Just a nit... By the same reasoning, C isn't portable either, because
you have to write a nonportable C compiler for every platform first.
This severely restricts portability to platforms that
support whatever is required from a JVM.

....or whatever is required from a C compiler.
Portability is a property of the language /and/ its implementation.

Portability is a myth. But it is with C that the myth most closely
approaches reality.
 
T

tomstdenis

roman said:
BTW Things like GUI and dB access ARE fairly portable. It's called
Motif and MySQL. Heck libs like GTK+ and QT are even fairly portable
[even ported to windows].

Since when Motif, MySQL, GTK, QT became part of C ?

Um, you do realize that the Java language doesn't include Swing and the
7000 other classes right? This argument is really retarded though so
this is what I would expect...

You're saying Java is better because it *comes with* gui and such...

Well by that token by Gentoo distro *came with* GTK+, Motif and X11.
So I don't see why I can't code guis with C with ease. Also most *nix
like platforms come with Motif and X11 [and likely GTK+]...

So what exactly is your point?

Tom
 
T

tomstdenis

roman said:
This is definitively impressive.

You say there was about 5% of the code, which was wrapping and
abstracting different platforms so the remaining 95% code could run
without change.

This portability is not the merit of the C language nor its standard
libraries, but good design of the proprietary runtime. Do you
actually

....

Real software developers learn to factor their code into functional
components. For instance in Mozilla the part that decodes HTML and the
part that actually displays something should be completely separated.

That way when you port Mozilla you port the GUI code and not the HTML
engine.

This is no different for any other project... In most apps the UI can
be a relatively insignificant part of the project development....

Of course you'd know this because of your vast amounts of experience
you required to pass judgement on how bad C is...

Tom
 
W

websnarf

Jack said:
Is there a port of Java to PIC, 8051, AVR, ST7, or any DSP in the
world?
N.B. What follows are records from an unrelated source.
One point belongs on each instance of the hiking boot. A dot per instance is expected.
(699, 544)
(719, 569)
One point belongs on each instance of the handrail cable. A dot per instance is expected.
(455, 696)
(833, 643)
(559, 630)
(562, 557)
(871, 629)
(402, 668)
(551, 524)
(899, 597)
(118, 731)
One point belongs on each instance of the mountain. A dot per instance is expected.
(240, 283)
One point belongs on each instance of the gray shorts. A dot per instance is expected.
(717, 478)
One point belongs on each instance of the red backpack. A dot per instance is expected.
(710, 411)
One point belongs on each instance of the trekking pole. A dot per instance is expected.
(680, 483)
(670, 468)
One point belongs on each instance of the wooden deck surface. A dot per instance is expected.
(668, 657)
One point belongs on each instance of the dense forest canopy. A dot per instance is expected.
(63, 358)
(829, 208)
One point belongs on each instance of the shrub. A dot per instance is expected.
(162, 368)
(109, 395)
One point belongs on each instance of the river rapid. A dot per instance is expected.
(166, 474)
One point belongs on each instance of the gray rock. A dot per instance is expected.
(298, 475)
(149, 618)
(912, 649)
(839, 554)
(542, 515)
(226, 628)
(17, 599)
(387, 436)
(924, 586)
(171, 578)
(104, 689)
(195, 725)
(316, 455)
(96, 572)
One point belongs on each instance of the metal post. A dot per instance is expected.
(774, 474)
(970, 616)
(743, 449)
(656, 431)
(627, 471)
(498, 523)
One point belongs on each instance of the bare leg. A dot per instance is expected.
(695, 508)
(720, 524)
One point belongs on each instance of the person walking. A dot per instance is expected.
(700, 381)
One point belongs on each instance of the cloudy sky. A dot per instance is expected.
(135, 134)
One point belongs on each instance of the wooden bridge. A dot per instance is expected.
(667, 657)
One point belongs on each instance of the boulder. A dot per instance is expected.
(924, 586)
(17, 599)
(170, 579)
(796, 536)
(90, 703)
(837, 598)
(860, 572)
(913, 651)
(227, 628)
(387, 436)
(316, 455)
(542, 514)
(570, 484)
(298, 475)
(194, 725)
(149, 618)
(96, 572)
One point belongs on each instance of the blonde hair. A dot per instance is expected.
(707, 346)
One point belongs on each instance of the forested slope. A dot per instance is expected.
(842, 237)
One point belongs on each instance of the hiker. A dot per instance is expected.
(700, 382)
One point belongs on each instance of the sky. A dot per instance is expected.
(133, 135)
There are C compilers for all of them, C++ for some. No Java,
Perl, Lisp, Visual Basic, C#, or any other flavor of the month.

Portability != Availability.
You seem to think, even as computers of all sizes are being introduced
into almost everything, that the entire world is one problem domain.

The most recent estimates I have heard are that there are
approximately 1,000,000,000 CPUs/processors/controllers being
manufactured and used per year.

This has nothing to do with portability.
[...] Approximately 150,000,000, or about
15% of them, are the 32-bit and 64-bit processors used as the main CPU
in laptop/desk top/workstation/server applications, an extremely
narrow range of applications.

This has nothing to do with portability.
The other 85% cover a much wider range than that.

This has nothing to do with portability.
Take a good look at the computer you are using to view Google and read
and post messages. It has one CPU, Pentium or equivalent or perhaps a
PowerPC. How many other programmed execution units does it have?

This has nothing to do with portability.
As for the others, if they have anything available at all besides an
assembler available, it is a C compiler.

This has nothing to do with portability. By your incorrect definition
of portability, assembly is far and away the most portable language.